Libéralisation du rail : Histoire d’une gabegie

23 décembre 2025 | Mise à jour le 23 décembre 2025
Par | Photo(s) : Photo by JOEL SAGET / AFP
Libéralisation du rail : Histoire d’une gabegie

Loin d'être une chance, l'ouverture à la concurrence menace la pérennité du réseau ferroviaire français, selon le rapport d'expertise du cainet 3E.

Le rapport d'expertise réalisé par le cabinet 3E pour le compte du comité d'entreprise de la SNCF est formel : l'ouverture à la concurrence des transports ferroviaires va atomiser l'offre de transports et entraîner une augmentation significative des coûts et des tarifs.

Les syndicats de la SNCF voulaient avoir une vision claire des conséquences directes et indirectes de l'ouverture à la concurrence des transports ferroviaires de voyageurs. A cette fin, une expertise analytique et projective a été commanditée par le CCGPF – le comité d'entreprise de la SNCF – et confiée au cabinet d'expertise 3E Consultants.

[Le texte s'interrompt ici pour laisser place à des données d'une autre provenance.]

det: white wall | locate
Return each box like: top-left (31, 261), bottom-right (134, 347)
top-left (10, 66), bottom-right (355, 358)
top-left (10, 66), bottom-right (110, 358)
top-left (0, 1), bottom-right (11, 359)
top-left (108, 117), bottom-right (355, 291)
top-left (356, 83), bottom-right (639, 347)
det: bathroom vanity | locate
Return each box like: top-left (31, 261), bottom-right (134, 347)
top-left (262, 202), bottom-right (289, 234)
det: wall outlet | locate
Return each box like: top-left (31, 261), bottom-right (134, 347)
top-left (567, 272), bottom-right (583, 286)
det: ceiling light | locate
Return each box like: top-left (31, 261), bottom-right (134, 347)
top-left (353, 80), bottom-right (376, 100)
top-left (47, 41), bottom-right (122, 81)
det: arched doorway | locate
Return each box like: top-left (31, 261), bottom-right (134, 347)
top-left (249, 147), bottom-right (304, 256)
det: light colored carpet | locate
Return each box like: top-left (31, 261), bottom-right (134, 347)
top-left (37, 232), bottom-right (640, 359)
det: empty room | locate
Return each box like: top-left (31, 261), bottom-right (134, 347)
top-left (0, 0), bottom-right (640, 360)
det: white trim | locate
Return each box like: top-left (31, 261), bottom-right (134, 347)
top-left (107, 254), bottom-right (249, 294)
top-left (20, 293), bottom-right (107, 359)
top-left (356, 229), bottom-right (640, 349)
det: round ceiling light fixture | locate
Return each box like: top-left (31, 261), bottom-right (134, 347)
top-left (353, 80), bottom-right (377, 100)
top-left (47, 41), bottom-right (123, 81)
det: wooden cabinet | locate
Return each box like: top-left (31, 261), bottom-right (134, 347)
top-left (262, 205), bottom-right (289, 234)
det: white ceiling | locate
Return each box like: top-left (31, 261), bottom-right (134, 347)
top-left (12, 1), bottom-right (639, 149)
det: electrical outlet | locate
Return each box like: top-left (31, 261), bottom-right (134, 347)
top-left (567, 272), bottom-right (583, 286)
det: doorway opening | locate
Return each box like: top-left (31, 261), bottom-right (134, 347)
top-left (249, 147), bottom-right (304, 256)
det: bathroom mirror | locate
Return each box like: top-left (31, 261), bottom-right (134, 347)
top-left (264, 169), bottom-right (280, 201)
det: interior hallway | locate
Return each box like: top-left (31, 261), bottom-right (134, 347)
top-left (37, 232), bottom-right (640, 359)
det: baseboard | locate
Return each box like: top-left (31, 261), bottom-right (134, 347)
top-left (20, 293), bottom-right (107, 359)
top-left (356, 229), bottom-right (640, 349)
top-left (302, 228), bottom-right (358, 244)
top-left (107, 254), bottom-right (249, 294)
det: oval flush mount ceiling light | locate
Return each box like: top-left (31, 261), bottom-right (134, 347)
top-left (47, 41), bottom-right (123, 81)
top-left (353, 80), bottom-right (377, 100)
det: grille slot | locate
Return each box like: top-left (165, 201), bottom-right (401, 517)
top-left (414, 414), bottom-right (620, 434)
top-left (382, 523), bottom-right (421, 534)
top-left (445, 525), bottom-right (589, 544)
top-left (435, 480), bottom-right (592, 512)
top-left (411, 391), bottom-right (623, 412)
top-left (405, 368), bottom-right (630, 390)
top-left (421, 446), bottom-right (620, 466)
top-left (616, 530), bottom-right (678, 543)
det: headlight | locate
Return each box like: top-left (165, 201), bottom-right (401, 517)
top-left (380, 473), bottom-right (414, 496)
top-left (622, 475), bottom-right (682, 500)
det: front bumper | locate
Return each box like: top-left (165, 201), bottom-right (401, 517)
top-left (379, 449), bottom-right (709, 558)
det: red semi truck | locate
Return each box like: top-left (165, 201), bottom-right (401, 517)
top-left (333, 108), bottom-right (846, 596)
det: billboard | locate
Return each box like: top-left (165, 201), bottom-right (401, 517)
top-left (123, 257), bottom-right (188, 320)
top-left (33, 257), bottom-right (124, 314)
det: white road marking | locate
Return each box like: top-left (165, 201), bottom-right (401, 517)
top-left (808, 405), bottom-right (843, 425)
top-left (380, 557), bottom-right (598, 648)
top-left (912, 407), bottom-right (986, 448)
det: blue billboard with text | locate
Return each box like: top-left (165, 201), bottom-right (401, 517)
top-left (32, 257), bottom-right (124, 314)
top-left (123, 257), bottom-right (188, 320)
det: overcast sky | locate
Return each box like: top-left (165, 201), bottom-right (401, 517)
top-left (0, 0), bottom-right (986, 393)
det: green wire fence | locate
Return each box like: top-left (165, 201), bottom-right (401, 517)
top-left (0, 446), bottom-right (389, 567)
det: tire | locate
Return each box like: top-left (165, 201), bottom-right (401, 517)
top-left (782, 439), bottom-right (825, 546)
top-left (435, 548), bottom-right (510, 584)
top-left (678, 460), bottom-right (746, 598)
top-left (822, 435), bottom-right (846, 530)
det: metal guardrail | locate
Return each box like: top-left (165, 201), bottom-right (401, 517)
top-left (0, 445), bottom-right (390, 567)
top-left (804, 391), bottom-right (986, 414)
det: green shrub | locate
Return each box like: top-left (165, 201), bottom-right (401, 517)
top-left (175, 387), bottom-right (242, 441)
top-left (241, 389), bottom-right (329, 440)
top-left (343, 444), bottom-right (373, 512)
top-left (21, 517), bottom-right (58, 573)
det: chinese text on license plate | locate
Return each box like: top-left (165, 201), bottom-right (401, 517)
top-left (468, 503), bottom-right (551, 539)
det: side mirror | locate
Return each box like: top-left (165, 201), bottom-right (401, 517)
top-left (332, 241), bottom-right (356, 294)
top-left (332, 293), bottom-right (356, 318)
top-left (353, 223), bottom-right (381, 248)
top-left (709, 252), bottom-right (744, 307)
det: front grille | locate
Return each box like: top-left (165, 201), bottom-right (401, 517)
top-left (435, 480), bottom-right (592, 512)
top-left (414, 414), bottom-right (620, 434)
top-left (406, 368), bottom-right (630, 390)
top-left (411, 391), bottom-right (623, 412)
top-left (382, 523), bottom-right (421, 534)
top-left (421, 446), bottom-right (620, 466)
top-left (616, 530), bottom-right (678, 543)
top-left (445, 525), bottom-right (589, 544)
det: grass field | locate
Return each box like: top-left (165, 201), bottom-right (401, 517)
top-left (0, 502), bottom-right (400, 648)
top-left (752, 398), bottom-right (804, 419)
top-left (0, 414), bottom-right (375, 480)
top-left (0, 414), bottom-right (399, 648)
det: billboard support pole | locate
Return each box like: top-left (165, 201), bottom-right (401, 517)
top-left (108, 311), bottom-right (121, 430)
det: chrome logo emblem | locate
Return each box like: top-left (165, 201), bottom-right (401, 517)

Les conclusions de ce rapport, un document de 300 pages illustrées de savants graphiques et de cartographies très détaillées, se résument en ces termes : « Loin d'être une chance, l'ouverture à la concurrence menace la pérennité du réseau ferroviaire français ». Derrière ce verdict, l'identification très étayée des nombreux risques inhérents à la libéralisation du système ferroviaire et, surtout, aux conditions de sa mise en œuvre, qui laissent songeur.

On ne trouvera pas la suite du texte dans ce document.